# Thread: Finding the center of a statistical sample

1. ## Finding the center of a statistical sample

Suppose I have a large sample of the function f(x,y), for many x's and y's.
I believe that the function should be radial, i.e: f(r^2=(x-x0)^2+(y-y0)^2) = constant.
It is difficult to estimate the errors in each point in the sample, so I don't particularly trust a least square analysis to find x0,y0.
Is there a different more robust way to estimate x0 and y0 (center of the radial function), using some sort of symmetry methods?
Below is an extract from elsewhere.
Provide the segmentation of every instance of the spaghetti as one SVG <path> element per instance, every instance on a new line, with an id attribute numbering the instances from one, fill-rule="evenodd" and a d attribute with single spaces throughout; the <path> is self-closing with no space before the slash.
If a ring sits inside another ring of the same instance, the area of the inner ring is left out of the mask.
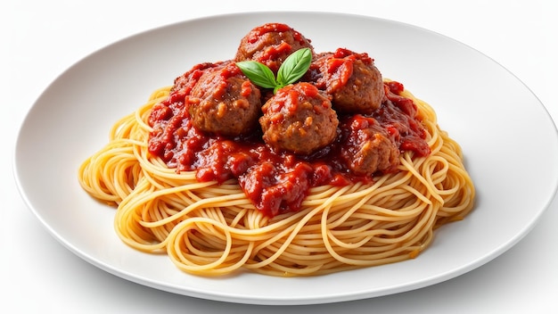
<path id="1" fill-rule="evenodd" d="M 167 253 L 185 272 L 315 276 L 397 262 L 416 257 L 437 227 L 473 207 L 461 147 L 407 90 L 399 95 L 417 107 L 428 155 L 403 152 L 395 171 L 369 183 L 311 187 L 298 211 L 270 216 L 237 180 L 200 181 L 196 171 L 177 172 L 149 153 L 149 116 L 171 88 L 156 90 L 116 122 L 78 179 L 91 195 L 118 206 L 114 227 L 124 243 Z"/>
2. Originally Posted by Marril
Suppose I have a large sample of the function f(x,y), for many x's and y's.
I believe that the function should be radial, i.e: f(r^2=(x-x0)^2+(y-y0)^2) = constant.
It is difficult to estimate the errors in each point in the sample, so I don't particularly trust a least square analysis to find x0,y0.
Is there a different more robust way to estimate x0 and y0 (center of the radial function), using some sort of symmetry methods?
Can you provide more background information. This looks like you have a different problem which you have done some work on to reach this point.

It is often advantageous to post the original question which is why we often ask for maore background or the original problem.

CB

3. For all intended purposes, the sample f(x,y) can be regarded as an experimental result, which basically it is. The system is as follows:
Put a detector (for example, a CCD plate) in front of a light source, which has a radial intensity profile (the radial function is not known). From this experiment you get the intensity at each pixel, caused from the light source and other noise generators (not generally white noise).
The CCD like device has an unknown efficiency, and it gets randomly saturated at the high intensities directly in front of the light source. Therefore, the units and errors of the data points are pretty arbitrary.
The "good" points are located not directly in front of the source.
My problem is to find the center of the light source on the image. Then I would be able to perform more analyses on the data.